Dias d'Ávila Dias d’Ávila
Alberto Castro responde à presidente da Câmara sobre repasse do duodécimo
Segundo o prefeito, a prefeitura repassou o valor suficiente para o pagamento das despesas com o pessoal e funcionamento da Câmara.
31/01/2022 18h04 Atualizada há 4 anos atrás
Por: Fonte: Mais Região
Arquivo/Mais Região

O prefeito de Dias d’Ávila, Alberto Castro esclareceu que não houve redução do duodécimo repassado à Câmara de Vereadores de Dias d’Ávila. Em nota, enviada ao Mais Região, o gestor explicou que foi após ouvir o setor contábil, a prefeitura repassou o valor suficiente para o pagamento das despesas com o pessoal e funcionamento da Câmara.

“O prefeito não está cometendo nenhuma ilegalidade, uma vez que repassou os valores comprovadamente suficientes para arcar com as despesas com pessoal e o pleno funcionamento da câmara, sendo obrigação do município repassar o duodécimo integral anualmente a câmara municipal e isso será feito se o Tribunal de Contas do Município (TCM) divulgar oficialmente um valor maior, mas desta vez com mais cautela para evitar prejuízos ao orçamento do município”, afirma a nota.

Por conta do repasse a maior nos meses de janeiro a março de 2021, o prefeito fez um acordo com Renato Henrique para realizar o desconto dos valores repassados a maior entre os meses de abril a dezembro de 2021. Entretanto, em dezembro, a câmara ficou com a sobra de orçamento superior a  R$ 1 milhão, e que mesmo após o prefeito ter solicitado a devolução ao presidente da câmara, este não o fez, e por isso deixou o prefeito com muita dificuldade orçamentária para encerrar o exercício de 2021.

Pagamentos suspensos 

Segundo a nota, o presidente da câmara, Renato Henrique teria deixado de efetuar o pagamento de assessores de alguns vereadores, como por exemplo dos vereadores Josemar e Júnior de Araci, ambos da base do governo. Segundo a prefeito, o presidente da Câmara teria ainda entrado com um mandado de segurança contra o prefeito sendo negada a medida liminar.

Leia a nota na íntegra:

 

Em resposta a nota do presidente da câmara sobre o duodécimo, informa o prefeito Alberto Castro, que nos meses de janeiro, fevereiro e março de 2021 repassou para a câmara exatamente a média dos valores aprovados na LOA, ocorre que após a divulgação, pelo TCM, do valor que o município deveria repassar verificou-se que o repasse do período foi muito superior ao que realmente deveria ter sido repassado, isso porque a LOA de 2021, aprovada em 2020 pela gestão passada, superestimava a receita do município.
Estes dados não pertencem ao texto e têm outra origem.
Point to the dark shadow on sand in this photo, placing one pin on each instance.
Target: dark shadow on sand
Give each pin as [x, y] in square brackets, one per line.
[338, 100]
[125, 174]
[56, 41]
Por conta disso, o prefeito poderia abater o valor repassado a maior nos três primeiros meses de uma única vez em abril mas essa atitude mesma sendo legítima poderia gerar um impacto negativo na gestão financeira da câmara. Então usando a boa fé e seguindo orientação da contabilidade e preucupado com a boa relação institucional, como é da cultura do prefeito, antes de descontar conversou com o presidente da casa legislativa e fizeram um acordo para o parcelamento do valor pago a maior, em parcelas mensais de abril a dezembro e assim foi feito. Entretanto, chegando em dezembro, a câmara municipal ficou com uma sobra de orçamento superior a hum milhão de reais, e mesmo após ter recebido um ofício do prefeito solicitando a liberação do orçamento, o presidente não fez, deixando a prefeitura com dificuldades orçamentárias para encerrar o exercício de 2021.

Agora em 2022, para evitar uma situação semelhante, o prefeito consultou a consultoria contábil e para evitar uma situação semelhante, foi orientado a repassar para a câmara em janeiro, o valor suficiente para cobrir as despesas com pessoal e o pleno funcionamento da casa legislativa, deixando para repassar a eventual diferença, se o TCM divulgar em nota oficial um valor maior, após essa divulgação dentro dos prazos legais.

Inconformado, o presidente da câmara, em retaliação ao prefeito deixou de realizar o pagamento dos assessores de alguns vereadores, especialmente os dos vereadores Josemar e Júnior de Araci e ainda ingressou com um Mandado de Segurança contra o prefeito, sendo negada a medida liminar.

Vale lembrar, entretanto que o prefeito não está cometendo nenhuma ilegalidade, uma vez que repassou os valores comprovadamente suficientes para arcar com as despesas com pessoal e o pleno funcionamento da câmara, sendo obrigação do município repassar o duodécimo integral anualmente a câmara municipal e isso será feito se o TCM divulgar oficialmente um valor maior mas desta vez com mais cautela para evitar prejuízos ao orçamento do município.